Sürecin final programı olarak da akademik bir kongre tertip ettiklerini anlatan Geylan, “Kongremizin her bir oturumunu 1. Maarif Kongresi iştirakçilerine ithaf ederek onların hatırlanmasını ve ayrıyeten salon oturumlarını da bölücü örgüt PKK tarafından şehit edilen öğretmenlerimize ithaf ederek, irfan ordusunun hem cehalet hem de ihanet karşısında nasıl dik durduğunu bir kere daha göstermeyi amaçladık.” dedi.

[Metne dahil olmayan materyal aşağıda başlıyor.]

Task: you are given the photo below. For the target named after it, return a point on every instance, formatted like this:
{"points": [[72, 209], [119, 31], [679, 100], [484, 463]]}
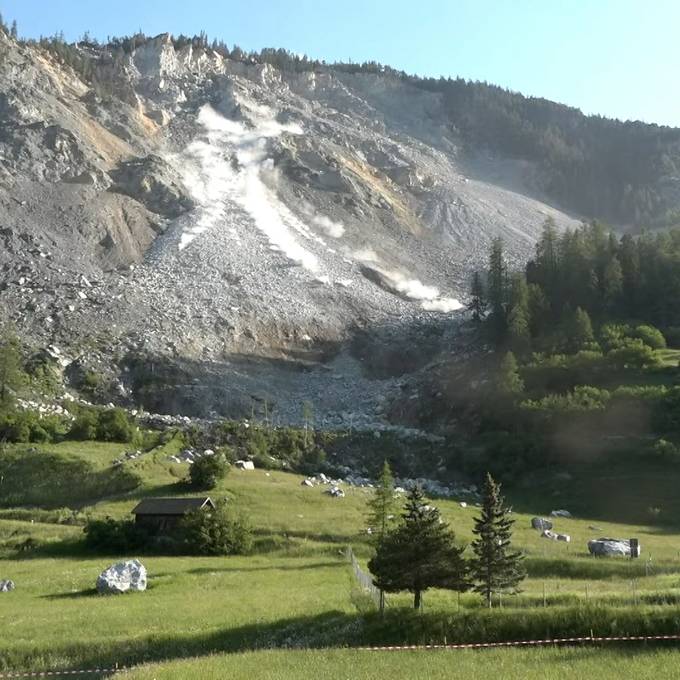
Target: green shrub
{"points": [[633, 353], [114, 536], [650, 336], [672, 336], [84, 427], [114, 425], [216, 532], [207, 471]]}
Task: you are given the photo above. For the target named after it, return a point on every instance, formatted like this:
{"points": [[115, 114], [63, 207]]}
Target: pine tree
{"points": [[478, 302], [496, 568], [382, 510], [508, 380], [519, 335], [497, 289], [612, 283], [383, 505], [308, 419], [11, 373], [418, 554], [580, 334]]}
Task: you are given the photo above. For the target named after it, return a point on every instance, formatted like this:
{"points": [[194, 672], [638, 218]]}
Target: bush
{"points": [[207, 471], [650, 336], [633, 354], [114, 536], [84, 427], [216, 532], [114, 425], [672, 336]]}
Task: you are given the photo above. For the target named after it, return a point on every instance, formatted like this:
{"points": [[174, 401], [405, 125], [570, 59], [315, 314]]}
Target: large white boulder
{"points": [[605, 547], [540, 523], [122, 577]]}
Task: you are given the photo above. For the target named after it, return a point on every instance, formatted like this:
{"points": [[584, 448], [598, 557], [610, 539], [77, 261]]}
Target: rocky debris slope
{"points": [[233, 228]]}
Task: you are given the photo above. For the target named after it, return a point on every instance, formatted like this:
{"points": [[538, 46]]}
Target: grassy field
{"points": [[512, 664], [218, 617]]}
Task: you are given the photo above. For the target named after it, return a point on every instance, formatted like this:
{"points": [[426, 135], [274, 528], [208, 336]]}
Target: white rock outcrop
{"points": [[122, 577], [606, 547]]}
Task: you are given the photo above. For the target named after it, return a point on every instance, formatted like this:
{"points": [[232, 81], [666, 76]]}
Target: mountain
{"points": [[213, 232]]}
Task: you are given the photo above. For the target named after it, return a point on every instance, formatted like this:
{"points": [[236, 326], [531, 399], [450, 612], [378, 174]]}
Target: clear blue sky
{"points": [[619, 58]]}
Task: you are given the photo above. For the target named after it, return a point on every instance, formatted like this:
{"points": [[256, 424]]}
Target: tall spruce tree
{"points": [[508, 380], [11, 371], [420, 553], [382, 510], [496, 568], [478, 297], [382, 506], [497, 290]]}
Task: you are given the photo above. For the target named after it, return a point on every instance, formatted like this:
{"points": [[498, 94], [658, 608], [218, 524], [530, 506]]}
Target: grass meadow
{"points": [[292, 609]]}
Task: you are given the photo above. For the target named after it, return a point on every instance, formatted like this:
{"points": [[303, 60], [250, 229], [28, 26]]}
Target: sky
{"points": [[617, 58]]}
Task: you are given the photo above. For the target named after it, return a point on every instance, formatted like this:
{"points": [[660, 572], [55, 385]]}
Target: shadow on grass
{"points": [[593, 568], [338, 629], [274, 567]]}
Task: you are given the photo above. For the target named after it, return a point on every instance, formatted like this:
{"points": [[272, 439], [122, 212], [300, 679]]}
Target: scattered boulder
{"points": [[122, 577], [541, 524], [605, 547]]}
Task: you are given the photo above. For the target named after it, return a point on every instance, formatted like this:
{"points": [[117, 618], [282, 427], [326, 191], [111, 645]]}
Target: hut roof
{"points": [[171, 506]]}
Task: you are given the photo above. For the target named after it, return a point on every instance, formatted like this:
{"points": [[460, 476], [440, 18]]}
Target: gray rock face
{"points": [[122, 577], [153, 183], [276, 211], [541, 524], [606, 547]]}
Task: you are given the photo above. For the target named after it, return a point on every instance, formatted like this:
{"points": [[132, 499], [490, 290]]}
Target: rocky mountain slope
{"points": [[227, 235]]}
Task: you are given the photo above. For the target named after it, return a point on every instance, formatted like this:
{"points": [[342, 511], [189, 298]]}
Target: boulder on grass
{"points": [[122, 577], [606, 547], [540, 523]]}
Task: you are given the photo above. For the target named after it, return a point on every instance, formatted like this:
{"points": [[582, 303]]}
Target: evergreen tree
{"points": [[11, 371], [420, 553], [383, 505], [612, 284], [508, 380], [496, 568], [497, 289], [519, 336], [580, 334], [478, 302], [382, 510]]}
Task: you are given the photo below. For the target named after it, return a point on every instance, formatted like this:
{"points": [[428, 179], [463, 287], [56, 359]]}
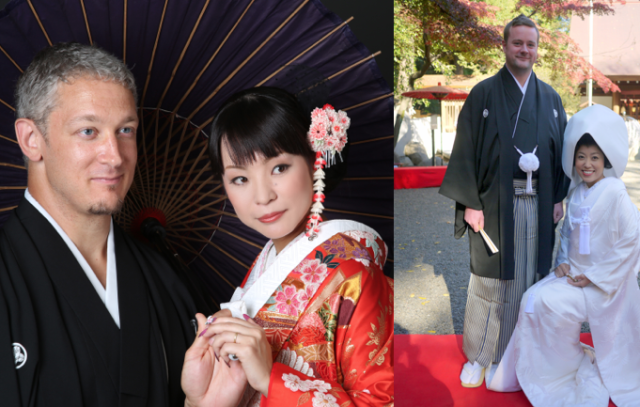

Geylan, kongre takvimi kapsamında sendikanın teşkilatları marifetiyle öncelikle ilçe, daha sonra vilayet çalıştayları düzenlediklerini, Maarif Kongresi kapsamında iki gün sürecek Büyük Öğretmen Kurultayı’nda da vilayet temsilcilerinin raporlarının Türkiye raporu haline getirilerek kamuoyu ile paylaşılacağını bildirdi.
Kongre kapsamında Atatürk, Maarif Kongresi ve Türk Eğitim Tarihi başlıklı stantla 400 civarında doküman ve fotoğraftan oluşan bir sanal stant düzenlendiğini de aktaran Geylan, şöyle konuştu:
“Ayrıca Maarif Kongresi müddetince, Prof. Dr. İlber Ortaylı, Prof. Dr. Aziz Sancar, Timsal Karabekir üzere Türk eğitiminin yetiştirdiği kıymetli kıymetlerin de iştirakiyle 12 tematik panelimiz gerçekleştirilecek. Panellerimiz, sendikamızın toplumsal medya hesaplarından canlı olarak yayınlanacağı üzere oturumlarda yapılan sunumlar da yayın haline getirilerek tarihe not düşmek ismine ilgililer ve kamuoyuyla paylaşılacaktır.”
Programa, Kültür ve Turizm Bakan Yardımcısı Ender Alpaslan, Ölçme, Seçme ve Yerleştirme Merkezi (ÖSYM) Lideri Halis Aygün, üniversite rektörleri ile eğitim fakülteleri dekanları ve çeşitli sivil toplum kuruluşlarının temsilcileri de katıldı.